Key tests are hijacking the curriculum

23rd June 1995, 1:00am

Share

Key tests are hijacking the curriculum

https://www.tes.com/magazine/archive/key-tests-are-hijacking-curriculum
I have recently completed the key stage 2 national tests with my Year 6 class.

According to the Government these tests should be used to assess the levels of understanding of children who have followed the KS2 curriculum. In other words, they should deal with areas covered by the children in the normal course of their work.

Having spoken to a number of colleagues working in different parts of the country it would seem that these tests have hijacked the curriculum and turned into something much bigger and potentially more damaging.

Many schools have apparently been “cramming” their pupils over a considerable period of time. Parents are able to buy a range of KS2 test books which appear to contain a large proportion of the questions from this year’s papers. In one school a teacher was selling copies of these books to parents. The newspapers then reported that the Government considered it a good idea for parents to cram their children.

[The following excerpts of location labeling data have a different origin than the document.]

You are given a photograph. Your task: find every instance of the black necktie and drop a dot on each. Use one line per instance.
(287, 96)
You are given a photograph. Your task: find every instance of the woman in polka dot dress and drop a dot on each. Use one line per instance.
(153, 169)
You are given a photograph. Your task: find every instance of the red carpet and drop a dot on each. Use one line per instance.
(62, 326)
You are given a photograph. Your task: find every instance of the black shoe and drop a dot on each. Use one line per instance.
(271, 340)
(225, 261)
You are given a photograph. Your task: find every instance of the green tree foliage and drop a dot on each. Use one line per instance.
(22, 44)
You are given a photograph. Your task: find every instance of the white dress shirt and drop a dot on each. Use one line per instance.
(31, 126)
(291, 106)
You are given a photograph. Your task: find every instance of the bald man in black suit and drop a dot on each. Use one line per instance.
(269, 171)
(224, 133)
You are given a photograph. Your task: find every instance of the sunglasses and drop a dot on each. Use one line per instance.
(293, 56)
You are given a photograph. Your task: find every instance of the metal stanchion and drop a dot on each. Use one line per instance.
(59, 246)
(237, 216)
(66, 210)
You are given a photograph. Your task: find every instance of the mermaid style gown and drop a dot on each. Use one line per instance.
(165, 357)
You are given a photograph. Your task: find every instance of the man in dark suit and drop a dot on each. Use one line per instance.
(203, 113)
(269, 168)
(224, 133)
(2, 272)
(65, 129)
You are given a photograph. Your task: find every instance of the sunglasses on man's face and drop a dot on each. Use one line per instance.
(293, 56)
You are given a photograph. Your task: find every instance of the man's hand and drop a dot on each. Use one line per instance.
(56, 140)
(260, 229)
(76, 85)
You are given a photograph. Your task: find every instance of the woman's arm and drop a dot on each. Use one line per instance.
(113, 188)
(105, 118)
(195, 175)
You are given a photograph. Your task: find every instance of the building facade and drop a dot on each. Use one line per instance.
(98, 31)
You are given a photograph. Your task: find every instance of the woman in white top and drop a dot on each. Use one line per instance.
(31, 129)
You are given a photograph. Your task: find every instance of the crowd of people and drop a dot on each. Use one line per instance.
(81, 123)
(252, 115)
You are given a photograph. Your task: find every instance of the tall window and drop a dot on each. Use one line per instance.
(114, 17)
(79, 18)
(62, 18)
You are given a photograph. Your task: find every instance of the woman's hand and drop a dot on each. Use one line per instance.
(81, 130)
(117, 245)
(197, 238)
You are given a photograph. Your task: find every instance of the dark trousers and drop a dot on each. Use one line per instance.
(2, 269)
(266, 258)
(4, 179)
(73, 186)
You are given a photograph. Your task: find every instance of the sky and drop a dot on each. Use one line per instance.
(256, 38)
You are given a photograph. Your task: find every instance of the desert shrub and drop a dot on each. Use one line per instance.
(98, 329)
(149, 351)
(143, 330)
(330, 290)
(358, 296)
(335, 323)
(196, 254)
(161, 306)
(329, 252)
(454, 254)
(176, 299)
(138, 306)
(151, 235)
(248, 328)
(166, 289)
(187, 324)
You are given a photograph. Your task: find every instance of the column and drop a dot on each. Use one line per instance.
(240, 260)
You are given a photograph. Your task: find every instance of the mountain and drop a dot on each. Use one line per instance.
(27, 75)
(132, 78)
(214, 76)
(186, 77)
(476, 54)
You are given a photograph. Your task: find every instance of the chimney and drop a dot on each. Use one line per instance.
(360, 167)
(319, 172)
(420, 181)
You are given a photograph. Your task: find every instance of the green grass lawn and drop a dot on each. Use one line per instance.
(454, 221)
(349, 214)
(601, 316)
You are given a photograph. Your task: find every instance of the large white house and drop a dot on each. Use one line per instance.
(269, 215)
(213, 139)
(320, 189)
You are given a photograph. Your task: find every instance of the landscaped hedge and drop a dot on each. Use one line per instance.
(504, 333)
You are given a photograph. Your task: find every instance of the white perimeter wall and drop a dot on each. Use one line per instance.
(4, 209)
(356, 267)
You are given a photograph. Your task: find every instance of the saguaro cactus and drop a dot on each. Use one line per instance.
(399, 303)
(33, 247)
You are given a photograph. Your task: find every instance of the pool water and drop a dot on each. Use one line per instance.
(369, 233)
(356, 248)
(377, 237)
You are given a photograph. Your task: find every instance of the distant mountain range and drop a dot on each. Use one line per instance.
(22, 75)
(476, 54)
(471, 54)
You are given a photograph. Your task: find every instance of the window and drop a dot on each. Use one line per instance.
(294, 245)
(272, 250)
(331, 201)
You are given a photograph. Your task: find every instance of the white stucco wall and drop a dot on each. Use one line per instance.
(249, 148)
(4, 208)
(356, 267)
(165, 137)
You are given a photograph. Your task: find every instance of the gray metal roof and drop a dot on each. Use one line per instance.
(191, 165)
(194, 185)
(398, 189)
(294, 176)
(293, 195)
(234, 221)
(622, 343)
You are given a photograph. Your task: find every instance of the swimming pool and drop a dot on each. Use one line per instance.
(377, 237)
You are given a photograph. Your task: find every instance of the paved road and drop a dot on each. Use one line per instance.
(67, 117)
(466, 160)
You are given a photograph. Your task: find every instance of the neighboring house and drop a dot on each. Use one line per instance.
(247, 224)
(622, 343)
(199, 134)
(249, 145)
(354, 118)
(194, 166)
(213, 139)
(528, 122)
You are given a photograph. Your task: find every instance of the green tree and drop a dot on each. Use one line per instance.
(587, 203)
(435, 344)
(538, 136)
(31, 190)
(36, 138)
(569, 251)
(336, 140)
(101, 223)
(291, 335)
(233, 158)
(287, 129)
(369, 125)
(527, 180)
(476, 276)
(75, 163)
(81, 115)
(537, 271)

So where exactly is the value of these tests in assessing anything that bears a resemblance to the curriculum taught in primary schools? Since when has this been the way children have been encouraged to learn (the 11-plus springs easily to mind)? What are they measuring and for whose benefit? Certainly not whether the curriculum has been covered.

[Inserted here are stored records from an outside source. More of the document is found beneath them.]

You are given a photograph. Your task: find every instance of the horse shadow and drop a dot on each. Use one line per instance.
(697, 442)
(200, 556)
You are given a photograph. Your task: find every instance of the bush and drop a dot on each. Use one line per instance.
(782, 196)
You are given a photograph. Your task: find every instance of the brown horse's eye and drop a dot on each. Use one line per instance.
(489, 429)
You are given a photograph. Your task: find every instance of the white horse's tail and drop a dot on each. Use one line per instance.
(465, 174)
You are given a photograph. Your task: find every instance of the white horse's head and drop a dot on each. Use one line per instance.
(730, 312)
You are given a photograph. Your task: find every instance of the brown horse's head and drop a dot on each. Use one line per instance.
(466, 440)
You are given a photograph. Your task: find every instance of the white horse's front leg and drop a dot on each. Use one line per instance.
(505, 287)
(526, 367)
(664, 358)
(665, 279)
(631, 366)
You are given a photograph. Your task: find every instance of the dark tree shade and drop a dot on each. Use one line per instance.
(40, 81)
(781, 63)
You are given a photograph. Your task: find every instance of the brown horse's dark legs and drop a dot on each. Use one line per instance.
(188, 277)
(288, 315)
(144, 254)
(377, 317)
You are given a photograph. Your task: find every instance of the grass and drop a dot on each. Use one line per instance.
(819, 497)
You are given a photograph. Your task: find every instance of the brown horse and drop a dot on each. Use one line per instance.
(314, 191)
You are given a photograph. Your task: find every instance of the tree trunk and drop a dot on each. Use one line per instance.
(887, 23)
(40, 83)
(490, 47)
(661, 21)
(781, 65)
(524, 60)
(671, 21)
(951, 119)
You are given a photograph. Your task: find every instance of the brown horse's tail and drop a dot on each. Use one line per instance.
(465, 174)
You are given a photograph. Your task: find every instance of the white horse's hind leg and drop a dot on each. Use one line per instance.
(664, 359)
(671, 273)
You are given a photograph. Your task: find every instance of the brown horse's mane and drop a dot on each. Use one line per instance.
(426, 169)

Already, in the most enlightened quarters, I have heard teachers saying that we must change the way we work in order to meet the needs of the tests.

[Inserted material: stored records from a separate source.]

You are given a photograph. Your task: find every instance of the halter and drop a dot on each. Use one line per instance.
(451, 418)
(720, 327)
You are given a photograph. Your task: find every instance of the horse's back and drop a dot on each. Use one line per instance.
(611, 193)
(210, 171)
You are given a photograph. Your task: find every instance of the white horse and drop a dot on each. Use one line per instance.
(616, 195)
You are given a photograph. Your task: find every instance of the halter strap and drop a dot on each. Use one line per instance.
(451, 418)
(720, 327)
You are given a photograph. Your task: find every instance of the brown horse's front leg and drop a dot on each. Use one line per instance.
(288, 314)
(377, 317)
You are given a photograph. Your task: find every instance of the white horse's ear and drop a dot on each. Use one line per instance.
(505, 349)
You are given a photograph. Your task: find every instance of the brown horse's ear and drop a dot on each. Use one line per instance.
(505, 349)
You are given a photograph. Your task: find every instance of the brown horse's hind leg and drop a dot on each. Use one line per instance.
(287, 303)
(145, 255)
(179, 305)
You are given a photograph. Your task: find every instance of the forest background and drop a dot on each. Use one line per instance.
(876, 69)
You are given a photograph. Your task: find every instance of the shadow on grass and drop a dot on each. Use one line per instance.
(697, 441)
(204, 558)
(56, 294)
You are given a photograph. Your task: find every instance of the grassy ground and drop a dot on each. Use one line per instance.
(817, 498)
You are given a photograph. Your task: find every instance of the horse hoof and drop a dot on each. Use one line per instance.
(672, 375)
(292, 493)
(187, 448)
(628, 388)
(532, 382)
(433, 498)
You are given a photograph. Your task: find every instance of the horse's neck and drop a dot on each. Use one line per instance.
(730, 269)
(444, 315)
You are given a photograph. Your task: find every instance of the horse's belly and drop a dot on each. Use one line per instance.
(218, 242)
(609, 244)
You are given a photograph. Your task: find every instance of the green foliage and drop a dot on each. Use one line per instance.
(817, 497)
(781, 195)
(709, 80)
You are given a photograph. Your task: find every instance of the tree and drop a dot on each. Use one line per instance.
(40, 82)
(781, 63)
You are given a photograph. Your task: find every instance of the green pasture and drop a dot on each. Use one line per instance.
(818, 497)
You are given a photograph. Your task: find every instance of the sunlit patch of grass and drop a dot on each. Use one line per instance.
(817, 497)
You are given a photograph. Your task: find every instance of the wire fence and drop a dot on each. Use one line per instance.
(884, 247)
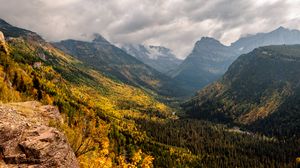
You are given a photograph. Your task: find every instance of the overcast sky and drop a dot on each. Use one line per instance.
(176, 24)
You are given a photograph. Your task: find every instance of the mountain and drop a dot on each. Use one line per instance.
(261, 90)
(210, 59)
(207, 62)
(99, 112)
(108, 123)
(116, 63)
(160, 58)
(278, 36)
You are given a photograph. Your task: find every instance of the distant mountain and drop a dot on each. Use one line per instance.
(210, 59)
(276, 37)
(116, 63)
(260, 89)
(206, 63)
(160, 58)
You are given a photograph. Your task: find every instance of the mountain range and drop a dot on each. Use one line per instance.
(116, 63)
(259, 89)
(160, 58)
(116, 111)
(210, 59)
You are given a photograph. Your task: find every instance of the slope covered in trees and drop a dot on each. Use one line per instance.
(260, 90)
(112, 124)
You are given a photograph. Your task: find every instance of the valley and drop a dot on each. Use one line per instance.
(118, 111)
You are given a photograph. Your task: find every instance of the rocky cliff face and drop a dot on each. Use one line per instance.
(27, 141)
(3, 43)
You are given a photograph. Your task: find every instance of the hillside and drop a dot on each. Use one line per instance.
(206, 63)
(278, 36)
(98, 111)
(210, 59)
(111, 124)
(116, 63)
(158, 57)
(258, 90)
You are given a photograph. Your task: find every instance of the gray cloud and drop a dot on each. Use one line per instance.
(177, 24)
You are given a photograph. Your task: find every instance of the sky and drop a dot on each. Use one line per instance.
(176, 24)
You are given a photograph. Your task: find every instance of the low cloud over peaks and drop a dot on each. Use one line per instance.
(177, 24)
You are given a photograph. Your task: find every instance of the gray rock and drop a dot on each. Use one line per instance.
(26, 141)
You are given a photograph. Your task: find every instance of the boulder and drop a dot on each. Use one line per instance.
(27, 141)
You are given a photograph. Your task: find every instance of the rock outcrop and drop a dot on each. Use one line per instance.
(3, 43)
(27, 141)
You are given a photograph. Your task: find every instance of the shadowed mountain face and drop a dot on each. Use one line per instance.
(116, 63)
(276, 37)
(207, 62)
(210, 59)
(160, 58)
(259, 89)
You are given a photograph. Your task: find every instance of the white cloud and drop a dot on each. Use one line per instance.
(177, 24)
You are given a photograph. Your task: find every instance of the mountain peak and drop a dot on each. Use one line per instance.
(4, 23)
(208, 41)
(281, 29)
(99, 39)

From now on it will be a failing school that offers its children the broad stimulating, investigative curriculum where they are able to learn through doing rather than through chalk and talk alone. Successful schools will spend the final primary year drilling, going over past papers, in general narrowing down the curriculum to those things likely to come up in the tests in order to push their school’s grades up regardless of the benefit to the children.

There is also the issue of the emotional effect these tests have had on the children. True, there are some who thrive on the test conditions but there are as many who worked themselves into a state of panic despite my school’s attempts to play the tests down.

Already the Year 5 children are beginning to get worried about next year and parents are asking where they might purchase old test papers, and so on.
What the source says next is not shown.